One of the many benefits of this Physical Internet would be complete end-to-end supply chain visibility.
Supply chains are evolving to become inter-connected networks of partners. The ability to instantly see all operational asset movements, as well as products, within this network is a huge benefit to both to logistics providers and those using their services.
The key to success of the Physical Internet is the quick and accurate exchange of information between all partners, sometimes even competitors. Without this, the accuracy of information across the entire network could be in doubt and it would also create gaps in visibility. There are many technologies offered as potential ways to support this need for a clear and accurate exchange of information. One of which is at the centre of many boardroom discussions already- Blockchain.

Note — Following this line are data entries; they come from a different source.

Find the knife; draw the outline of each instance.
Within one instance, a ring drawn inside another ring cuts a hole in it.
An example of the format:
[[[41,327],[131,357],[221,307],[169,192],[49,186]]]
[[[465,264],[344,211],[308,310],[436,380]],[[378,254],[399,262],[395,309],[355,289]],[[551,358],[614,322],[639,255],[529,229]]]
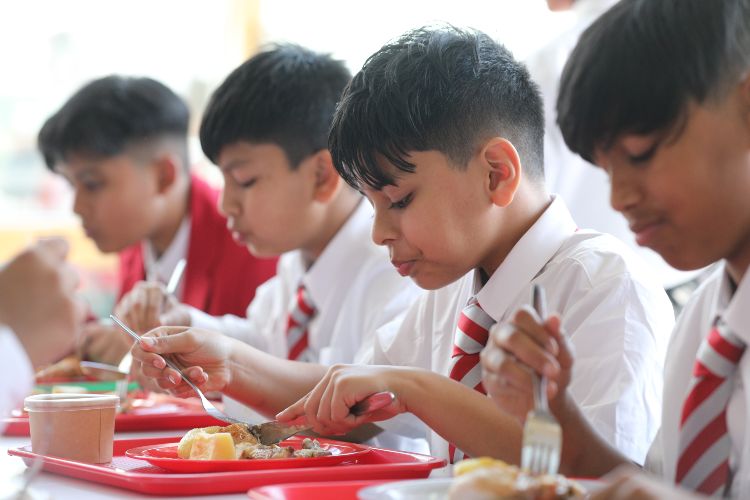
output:
[[[395,401],[396,395],[392,392],[377,392],[371,396],[366,397],[359,403],[355,404],[349,409],[349,412],[353,415],[365,415],[374,411],[380,410],[388,406]],[[291,436],[294,436],[298,432],[307,431],[312,429],[311,425],[308,425],[307,418],[302,415],[289,422],[279,422],[273,420],[271,422],[264,422],[262,424],[248,425],[250,434],[255,436],[260,444],[270,445],[276,444],[279,441],[283,441]]]

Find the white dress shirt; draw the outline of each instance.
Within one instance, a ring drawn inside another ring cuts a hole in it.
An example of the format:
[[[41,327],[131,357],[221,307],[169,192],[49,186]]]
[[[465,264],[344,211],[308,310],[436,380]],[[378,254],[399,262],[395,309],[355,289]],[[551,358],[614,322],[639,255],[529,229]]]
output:
[[[164,250],[160,257],[156,257],[156,250],[149,240],[144,240],[143,248],[143,267],[145,268],[146,280],[158,282],[163,285],[169,283],[172,273],[181,259],[186,259],[190,246],[190,217],[185,217],[180,223],[174,238]],[[179,300],[182,297],[183,281],[181,280],[174,296]]]
[[[264,352],[286,358],[286,324],[304,283],[317,313],[308,325],[313,359],[323,365],[358,363],[372,357],[372,339],[382,325],[397,320],[422,293],[390,263],[385,247],[371,238],[373,209],[361,202],[328,243],[310,269],[299,251],[279,259],[277,274],[258,287],[247,318],[213,317],[191,309],[193,326],[220,331]],[[230,415],[261,419],[231,398],[224,398]],[[423,441],[383,433],[371,444],[387,448],[426,451]]]
[[[370,204],[361,202],[309,270],[299,251],[282,255],[276,276],[258,287],[247,318],[193,309],[193,326],[286,358],[287,316],[302,283],[317,310],[308,325],[314,359],[332,365],[369,358],[375,330],[405,311],[420,292],[396,272],[387,249],[373,243],[372,213]]]
[[[34,370],[16,334],[0,325],[0,419],[23,405],[31,394]],[[0,421],[0,432],[4,424]]]
[[[679,428],[682,407],[690,389],[698,347],[714,320],[721,317],[727,327],[750,345],[750,277],[745,273],[732,295],[732,284],[724,265],[696,290],[680,315],[664,366],[664,406],[658,438],[649,451],[648,468],[674,481],[679,459]],[[729,465],[734,471],[732,496],[750,497],[750,436],[747,408],[750,392],[750,354],[746,351],[735,372],[734,389],[727,407],[727,427],[732,441]]]
[[[544,98],[544,169],[550,193],[565,200],[579,227],[611,234],[643,258],[662,286],[670,288],[688,281],[696,272],[678,271],[654,251],[639,247],[625,218],[609,203],[607,174],[568,149],[557,125],[557,95],[560,75],[581,33],[616,0],[576,0],[570,12],[556,13],[567,29],[533,54],[526,64]]]
[[[532,284],[546,291],[575,349],[570,391],[594,427],[623,453],[642,462],[658,428],[665,348],[672,306],[661,284],[624,244],[577,231],[555,198],[480,288],[478,273],[420,297],[399,326],[375,339],[373,363],[415,366],[448,376],[459,315],[476,295],[498,322],[530,304]],[[399,416],[383,426],[408,436],[419,426]],[[424,426],[421,426],[424,432]],[[431,453],[448,443],[430,431]]]

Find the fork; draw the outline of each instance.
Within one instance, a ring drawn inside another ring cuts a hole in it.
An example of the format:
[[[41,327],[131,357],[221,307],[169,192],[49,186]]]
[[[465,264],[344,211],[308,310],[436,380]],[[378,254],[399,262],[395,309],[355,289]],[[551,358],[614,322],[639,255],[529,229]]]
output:
[[[112,318],[112,321],[117,323],[120,326],[120,328],[125,330],[128,333],[128,335],[133,337],[133,339],[135,339],[136,342],[141,341],[141,336],[135,333],[133,330],[131,330],[125,323],[120,321],[114,314],[110,314],[109,317]],[[247,422],[243,422],[242,420],[237,420],[236,418],[232,418],[226,413],[224,413],[223,411],[220,411],[218,408],[216,408],[213,405],[213,403],[211,403],[211,401],[206,399],[206,396],[203,395],[203,391],[198,389],[198,386],[195,385],[187,376],[185,376],[184,373],[182,373],[182,370],[177,366],[177,364],[175,364],[171,359],[169,359],[169,356],[165,356],[162,354],[161,357],[164,359],[164,362],[167,364],[167,366],[173,369],[174,371],[176,371],[177,373],[179,373],[180,377],[182,377],[182,380],[187,385],[189,385],[190,388],[193,389],[193,391],[195,391],[195,393],[200,398],[201,405],[203,406],[203,410],[205,410],[206,413],[208,413],[209,415],[211,415],[213,418],[217,420],[222,420],[224,422],[228,422],[232,424],[247,425]]]
[[[547,316],[544,290],[533,287],[533,303],[542,321]],[[560,465],[562,430],[547,404],[547,378],[534,374],[534,409],[523,426],[521,468],[532,474],[556,474]]]
[[[136,342],[141,341],[141,336],[135,333],[125,323],[120,321],[120,319],[118,319],[114,314],[110,314],[109,317],[112,318],[115,323],[120,325],[120,328],[125,330],[131,337],[133,337]],[[307,424],[307,419],[305,419],[304,417],[296,418],[293,421],[284,424],[272,421],[255,425],[248,424],[247,422],[243,422],[242,420],[237,420],[236,418],[230,417],[226,413],[216,408],[216,406],[214,406],[211,401],[206,399],[206,396],[203,395],[203,391],[198,389],[198,386],[196,386],[189,378],[185,376],[184,373],[182,373],[182,370],[171,359],[169,359],[169,356],[162,354],[161,357],[164,358],[164,362],[167,364],[167,366],[179,373],[180,377],[182,377],[182,380],[184,380],[185,383],[189,385],[190,388],[193,389],[193,391],[195,391],[195,393],[200,398],[201,405],[203,406],[203,410],[206,413],[211,415],[216,420],[221,420],[223,422],[231,424],[244,425],[245,427],[247,427],[248,431],[253,436],[255,436],[262,444],[278,443],[279,441],[293,436],[294,434],[307,431],[312,428]],[[349,411],[354,415],[364,415],[365,413],[370,413],[375,410],[385,408],[386,406],[391,404],[395,398],[396,396],[392,392],[378,392],[366,397],[364,400],[355,404],[349,409]]]

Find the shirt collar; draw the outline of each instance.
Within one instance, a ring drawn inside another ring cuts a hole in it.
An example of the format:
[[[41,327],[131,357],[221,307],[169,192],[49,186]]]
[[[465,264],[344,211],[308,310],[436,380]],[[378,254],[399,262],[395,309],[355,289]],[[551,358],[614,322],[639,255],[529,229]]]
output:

Heralded by some as “the next big thing”, Blockchain is a technology which has been on the periphery for a while but now finds itself centre stage.
Blockchain works as an incorruptible digital ledger. Each partner in the network not only has visibility of assets through this ledger, but also complete confidence in the accuracy of the information recorded. By design, information logged on the Blockchain is encrypted, cannot be tampered with and only accessed authorised participants. It’s a secure and trusted way to record and share information between multiple partners.
One distinct example of how Blockchain technology could be utilised by the supply network is in the production and transportation of food. The Blockchain would provide a secure and unchangeable log for the movement of all ingredients every step of the way from farm to fork. It would be a powerful tool for detailing a complete history and giving consumers confidence in the provenance their purchase.
It is easy then to see why logisticians, businesses and consumers are excited about the potential of Blockchain to support an increase in network visibility, communication and data confidence.